その写真は明治後期に撮影されたもので、絵葉書のタイトルには『谷戸橋のたもとの旧ヘボン邸』とあった。
『ヘボン』からヘボン式ローマ字の、あのヘボンだと直感した。

その一枚の絵葉書を入口に、これまで知らなかった横浜の歴史についての多くの知見を得ることができた。
入口となったキーワードは『川』と『橋』で、そこから調べを進めて開港前の横浜を表した『武州久良岐郡横浜村麁絵図』に出合い、当時の横浜が大岡川河口に広がる浅い内海と、『象の鼻』とよばれる砂州からなっていたことを知った。

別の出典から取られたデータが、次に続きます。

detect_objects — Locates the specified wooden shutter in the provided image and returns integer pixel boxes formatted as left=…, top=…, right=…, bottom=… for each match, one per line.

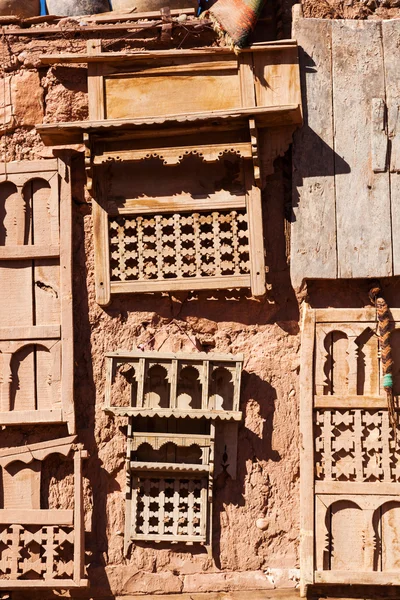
left=0, top=159, right=75, bottom=433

この内海と『象の鼻』の跡は現在の地図の上にもくっきりと残されていて、現代にその過去のレイヤーを重ねると、はっきりと横浜開港から現在までの歴史の痕跡を辿ることができる。
簡単に説明すると、かつて内海には大岡川とその支流である中村川が注いでいたが、江戸時代の新田開発によりこの内海が埋め立てられ、『象の鼻』の縁に沿うように中村川は西へと流れを変え大岡川に合流した。
開港後はこの『象の鼻』部分の東側が外国人居留地、西側が日本人居留地として整備され、中村川から海に向かって現在堀川と呼ばれている川が開削された。

その堀川に架かる第一橋梁が谷戸橋で、そのたもとにかつてヘボン邸があったことを絵葉書は示していた。
かつて図書館で幾度も目にしたヘボン式ローマ字一覧表、それを作ったヘボン氏が実はJames Curtis Hepburnで、当時の日本人が英語の発音を聞き分けることができなかった為にヘップバーンがヘボンになったことも知った...。